À entrada do Lyceum Theatre a multidão era compacta. Havia um contínuo vaivém de cabriolés e cupês livrando-se da sua carga de homens de camisas reluzentes e mulheres cobertas de brilhantes. Mal chegamos à terceira coluna, que era a do nosso encontro, fomos abordados por um sujeito baixo, escuro, vivo, vestido de cocheiro.


– São os senhores que acompanham a srta. Morstan? – perguntou.


– Eu sou a srta. Morstan, e estes dois senhores são meus amigos.


Ele pousou sobre nós um par de olhos admiravelmente penetrantes e inquiridores.


– Desculpe-me, senhorita – disse ele num tom rabugento –, mas tenho de pedir-lhe que me dê a sua palavra de que nenhum destes senhores é da polícia.


– Dou-lhe a minha palavra.


Ele deu um assobio agudo e surgiu um garoto que trouxe um cupê e abriu a porta. O homem que falara conosco subiu para a boléia e nós entramos. Mal acabávamos de nos acomodar quando o cocheiro deu uma chicotada no cavalo, e passamos a correr pelas ruas cobertas de neblina.


A situação era curiosíssima. Íamos para um lugar desconhecido, com um fim também desconhecido. Ou o convite era um perfeito logro – o que era uma hipótese inconcebível – ou a nossa jornada teria um resultado importantíssimo. O comportamento da srta. Morstan continuava a ser resoluto e tranqüilo. Tentei entretê-la e diverti-la com as minhas reminiscências do Afeganistão, mas, para dizer a verdade, eu próprio estava tão excitado com a situação e tão curioso sobre o que ia acontecer, que as minhas histórias foram se arrastando. Ela diz agora que naquela noite contei uma história sobre um mosquete que surgiu na entrada da minha barraca de madrugada e que eu atirei com uma espingarda de dois canos num filhote de tigre. No início eu tinha uma idéia do lugar para onde nos dirigíamos, mas em pouco tempo, com a pressa, o nevoeiro e o pouco conhecimento que eu tinha de Londres, perdi a noção e só sabia que estávamos indo para longe.

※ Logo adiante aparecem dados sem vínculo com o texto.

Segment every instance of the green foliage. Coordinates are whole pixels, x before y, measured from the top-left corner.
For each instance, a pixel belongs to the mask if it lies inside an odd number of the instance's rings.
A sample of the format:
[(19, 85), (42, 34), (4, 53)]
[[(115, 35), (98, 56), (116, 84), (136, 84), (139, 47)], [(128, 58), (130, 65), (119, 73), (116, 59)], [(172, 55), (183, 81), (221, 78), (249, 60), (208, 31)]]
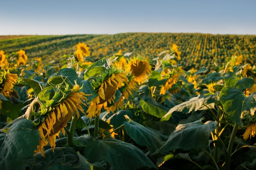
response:
[(202, 124), (202, 119), (179, 124), (157, 152), (164, 153), (176, 149), (187, 150), (207, 147), (211, 132), (217, 128), (217, 123), (210, 121)]
[(39, 144), (39, 131), (31, 121), (22, 119), (0, 134), (0, 165), (3, 170), (25, 168), (24, 161), (33, 156)]
[(116, 139), (92, 141), (85, 148), (84, 153), (85, 157), (92, 162), (104, 160), (117, 170), (136, 169), (145, 166), (156, 168), (139, 149)]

Mas Sherlock Holmes nunca se confundia, e, enquanto o cupê passava por praças e tortuosas ruas secundárias, ele ia dizendo os nomes de todas elas.


– Rochester Row – disse ele –, Vincent Square. Agora vamos sair na Vauxhall Bridge Road. Parece que estamos indo para os lados do Surrey. Eu imaginava isso. Agora estamos na ponte. Podemos ver uns trechos do rio.


Víamos de fato uns pedaços do Tâmisa com os lampiões brilhando na água silenciosa; mas o carro voava e logo entramos num labirinto de ruas do outro lado do rio.


Holmes ia dizendo os nomes.


– Wordsworth Road, Priory Road, Lark Hall Lane, Stockwell Place, Robert Street, Cold Harbour Lane. Não me parece que estejam nos levando para regiões muito elegantes.


De fato, tínhamos chegado a um bairro suspeito e repugnante. Longas filas de casas sombrias de tijolos eram iluminadas apenas pela claridade difusa e fraca das tabernas nas esquinas. Em seguida surgiram fileiras de villas de dois andares com um pequeno jardim na frente, e outra vez mais filas de construções novas de tijolos – os tentáculos do monstro que a cidade gigantesca impele para os arredores.


Por fim, o cupê parou na terceira casa de um loteamento novo. Nenhuma das outras casas estava habitada e aquela diante da qual paramos estava tão escura como as vizinhas, vendo-se apenas um filete de luz na janela da cozinha. Quando batemos, um criado hindu, vestido com túnica branca, um turbante amarelo na cabeça e uma larga faixa também amarela, abriu imediatamente a porta. Havia uma estranha incoerência nesta figura oriental ali à porta de uma casa ordinária num subúrbio de terceira classe.


– O sahib os espera – disse ele, e enquanto falava, ouvimos uma voz esganiçada que vinha do interior da casa.


– Traga-os, khitmutgar{1} – exclamou. – Traga-os já.